La empresa Transportadora de Gas del Sur (TGS) anunció una inversión cercana a los 2.900 millones de dólares para ampliar su infraestructura y potenciar el procesamiento de hidrocarburos provenientes del principal yacimiento no convencional del país. La iniciativa apunta a mejorar la capacidad industrial para aprovechar el gas de Vaca Muerta y convertirlo en productos con mayor valor agregado.
El plan contempla una serie de obras estratégicas que permitirán resolver uno de los principales desafíos que enfrenta hoy la producción de Vaca Muerta: la necesidad de ampliar la infraestructura para procesar los gases asociados al petróleo y al gas natural. El proyecto incluye nuevas instalaciones de procesamiento en la planta de Tratayén, en la provincia de Neuquén, la construcción de un poliducto que conectará esa zona con la ciudad de Bahía Blanca y la instalación de nuevas plantas industriales para fraccionamiento y almacenamiento.

TGS anunció una inversión cercana a los 2.900 millones de dólares. Fuente: (X)
El anuncio fue presentado en el marco de la Argentina Week que se desarrolla en Nueva York. Allí, el empresario Marcelo Mindlin, presidente y CEO de Pampa Energía, compañía que posee la participación mayoritaria en TGS, confirmó que se trata de la mayor inversión en la historia del tratamiento de líquidos del gas en el país.
La iniciativa tendrá como objetivo industrializar los hidrocarburos derivados del gas natural, como el etano, el butano y el propano. Estos productos surgen del procesamiento del gas extraído de Vaca Muerta y pueden destinarse tanto al consumo interno como a la exportación, generando nuevas oportunidades de negocios para el sector energético argentino.

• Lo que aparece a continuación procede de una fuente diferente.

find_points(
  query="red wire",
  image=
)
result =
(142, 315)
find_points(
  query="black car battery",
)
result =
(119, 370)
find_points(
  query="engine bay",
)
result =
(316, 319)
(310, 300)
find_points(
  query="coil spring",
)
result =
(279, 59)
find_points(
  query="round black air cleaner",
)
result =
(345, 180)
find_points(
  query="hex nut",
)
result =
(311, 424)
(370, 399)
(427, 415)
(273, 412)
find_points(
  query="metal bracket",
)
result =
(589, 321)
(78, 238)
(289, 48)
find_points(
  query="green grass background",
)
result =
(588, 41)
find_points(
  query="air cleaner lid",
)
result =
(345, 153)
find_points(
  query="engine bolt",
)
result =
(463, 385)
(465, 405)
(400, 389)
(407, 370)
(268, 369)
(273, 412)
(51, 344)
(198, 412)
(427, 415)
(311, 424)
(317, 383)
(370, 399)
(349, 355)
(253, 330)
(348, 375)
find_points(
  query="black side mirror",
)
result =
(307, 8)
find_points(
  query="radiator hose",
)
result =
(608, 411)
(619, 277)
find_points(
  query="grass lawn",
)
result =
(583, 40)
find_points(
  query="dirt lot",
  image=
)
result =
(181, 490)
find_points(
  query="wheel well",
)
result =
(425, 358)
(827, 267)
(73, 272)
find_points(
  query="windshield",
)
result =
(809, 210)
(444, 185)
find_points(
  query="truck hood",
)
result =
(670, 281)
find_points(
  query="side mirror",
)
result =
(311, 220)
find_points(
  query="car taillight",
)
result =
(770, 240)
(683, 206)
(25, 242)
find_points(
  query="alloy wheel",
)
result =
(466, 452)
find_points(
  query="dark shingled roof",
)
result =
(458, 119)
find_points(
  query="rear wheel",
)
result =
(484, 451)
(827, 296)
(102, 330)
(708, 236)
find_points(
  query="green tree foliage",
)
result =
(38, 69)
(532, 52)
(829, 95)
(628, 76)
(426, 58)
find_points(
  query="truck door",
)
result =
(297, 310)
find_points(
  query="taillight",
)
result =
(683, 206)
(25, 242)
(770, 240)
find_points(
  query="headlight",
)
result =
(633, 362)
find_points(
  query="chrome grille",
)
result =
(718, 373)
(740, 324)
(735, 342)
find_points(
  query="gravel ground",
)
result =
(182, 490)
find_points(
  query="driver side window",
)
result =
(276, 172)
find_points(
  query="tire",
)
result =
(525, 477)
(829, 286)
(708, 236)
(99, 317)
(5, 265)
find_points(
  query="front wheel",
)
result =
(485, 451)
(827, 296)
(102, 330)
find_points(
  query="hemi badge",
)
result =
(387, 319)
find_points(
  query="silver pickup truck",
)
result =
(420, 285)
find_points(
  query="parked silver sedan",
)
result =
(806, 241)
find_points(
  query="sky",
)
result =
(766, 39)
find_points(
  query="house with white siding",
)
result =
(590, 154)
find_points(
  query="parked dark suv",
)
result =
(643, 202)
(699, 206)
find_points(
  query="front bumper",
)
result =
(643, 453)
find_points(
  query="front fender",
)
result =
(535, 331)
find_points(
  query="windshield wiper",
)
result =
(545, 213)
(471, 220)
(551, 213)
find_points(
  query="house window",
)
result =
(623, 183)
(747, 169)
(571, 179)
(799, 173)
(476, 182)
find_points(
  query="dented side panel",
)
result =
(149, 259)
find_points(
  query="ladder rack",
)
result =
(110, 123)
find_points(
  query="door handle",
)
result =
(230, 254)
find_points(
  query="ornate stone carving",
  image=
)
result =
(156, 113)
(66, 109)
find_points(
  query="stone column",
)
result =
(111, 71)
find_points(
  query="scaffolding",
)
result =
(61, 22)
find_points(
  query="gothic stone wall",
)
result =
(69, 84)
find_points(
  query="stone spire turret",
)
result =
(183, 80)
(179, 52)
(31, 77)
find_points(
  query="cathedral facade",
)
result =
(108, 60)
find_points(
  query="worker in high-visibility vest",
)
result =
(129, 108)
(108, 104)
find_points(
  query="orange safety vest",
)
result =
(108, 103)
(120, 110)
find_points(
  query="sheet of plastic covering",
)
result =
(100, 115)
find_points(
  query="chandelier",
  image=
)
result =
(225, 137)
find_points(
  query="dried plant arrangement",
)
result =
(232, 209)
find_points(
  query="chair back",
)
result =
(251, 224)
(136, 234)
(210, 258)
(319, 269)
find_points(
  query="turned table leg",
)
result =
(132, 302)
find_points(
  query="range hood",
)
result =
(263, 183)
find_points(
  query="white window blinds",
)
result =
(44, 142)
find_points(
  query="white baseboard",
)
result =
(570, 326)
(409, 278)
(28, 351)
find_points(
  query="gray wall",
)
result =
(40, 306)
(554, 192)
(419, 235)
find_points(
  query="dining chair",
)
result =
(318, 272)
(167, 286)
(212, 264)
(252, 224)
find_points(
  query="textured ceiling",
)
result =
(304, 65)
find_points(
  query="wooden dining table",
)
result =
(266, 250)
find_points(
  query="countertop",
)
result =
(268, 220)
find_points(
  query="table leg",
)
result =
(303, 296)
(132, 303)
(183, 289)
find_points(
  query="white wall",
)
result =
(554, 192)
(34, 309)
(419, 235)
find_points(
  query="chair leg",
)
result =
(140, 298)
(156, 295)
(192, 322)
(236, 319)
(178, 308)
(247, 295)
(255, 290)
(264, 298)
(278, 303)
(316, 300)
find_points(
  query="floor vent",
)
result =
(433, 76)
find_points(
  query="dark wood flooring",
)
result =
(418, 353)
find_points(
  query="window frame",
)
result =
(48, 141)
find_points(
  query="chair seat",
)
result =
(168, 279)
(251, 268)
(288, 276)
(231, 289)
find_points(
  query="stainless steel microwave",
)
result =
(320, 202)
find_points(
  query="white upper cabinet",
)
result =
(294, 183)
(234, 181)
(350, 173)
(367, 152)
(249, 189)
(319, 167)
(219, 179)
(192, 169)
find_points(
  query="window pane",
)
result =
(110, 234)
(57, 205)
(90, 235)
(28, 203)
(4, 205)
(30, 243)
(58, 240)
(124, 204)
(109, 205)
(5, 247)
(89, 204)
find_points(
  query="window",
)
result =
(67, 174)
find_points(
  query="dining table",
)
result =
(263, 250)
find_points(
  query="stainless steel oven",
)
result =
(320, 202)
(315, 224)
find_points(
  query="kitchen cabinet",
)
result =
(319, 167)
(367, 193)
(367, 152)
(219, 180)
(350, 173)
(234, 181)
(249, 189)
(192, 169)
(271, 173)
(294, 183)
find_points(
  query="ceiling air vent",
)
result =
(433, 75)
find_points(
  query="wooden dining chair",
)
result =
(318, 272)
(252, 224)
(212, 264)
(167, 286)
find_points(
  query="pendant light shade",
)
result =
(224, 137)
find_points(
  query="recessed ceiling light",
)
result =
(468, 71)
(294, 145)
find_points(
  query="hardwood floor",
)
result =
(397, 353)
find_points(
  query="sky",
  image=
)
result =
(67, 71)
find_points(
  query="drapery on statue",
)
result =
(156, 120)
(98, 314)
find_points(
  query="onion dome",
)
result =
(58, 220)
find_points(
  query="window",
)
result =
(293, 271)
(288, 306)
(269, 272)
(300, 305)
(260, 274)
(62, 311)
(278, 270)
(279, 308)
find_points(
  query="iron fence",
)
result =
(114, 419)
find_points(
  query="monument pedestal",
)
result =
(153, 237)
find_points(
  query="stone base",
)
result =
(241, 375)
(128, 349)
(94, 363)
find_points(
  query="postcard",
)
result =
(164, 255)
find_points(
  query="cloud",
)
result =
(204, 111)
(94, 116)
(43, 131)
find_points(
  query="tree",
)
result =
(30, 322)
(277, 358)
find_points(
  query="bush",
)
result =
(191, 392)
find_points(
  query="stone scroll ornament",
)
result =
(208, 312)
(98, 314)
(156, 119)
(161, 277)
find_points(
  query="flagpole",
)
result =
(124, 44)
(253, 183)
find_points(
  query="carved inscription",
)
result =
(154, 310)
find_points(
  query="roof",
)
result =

La iniciativa tendrá como objetivo industrializar los hidrocarburos derivados del gas natural. Fuente: (X)
Además del impacto productivo, el proyecto promete un fuerte efecto sobre el empleo. Desde el sindicato STIGAS destacaron el potencial de la inversión para generar trabajo en distintas etapas de la obra. El secretario general del gremio, Pablo Van Den Heuvel, valoró el anuncio al considerar que se trata de una iniciativa largamente esperada por el sector industrial y por la ciudad de Bahía Blanca.
Durante la fase de construcción, se estima que el proyecto demandará alrededor de 4.000 empleos directos y unos 15.000 puestos indirectos vinculados a proveedores, contratistas y servicios asociados. El desarrollo completo de las obras podría extenderse durante aproximadamente 45 meses.

Durante la fase de construcción, se estima que el proyecto demandará alrededor de 4.000 empleos directos. Fuente: (X)
Una vez finalizada la construcción y con las plantas en funcionamiento, el complejo industrial requerirá personal permanente para operar las instalaciones. Las estimaciones del sector señalan que la planta podría emplear de forma directa a unos 150 trabajadores, además de generar cientos de puestos indirectos relacionados con mantenimiento, logística y servicios técnicos especializados.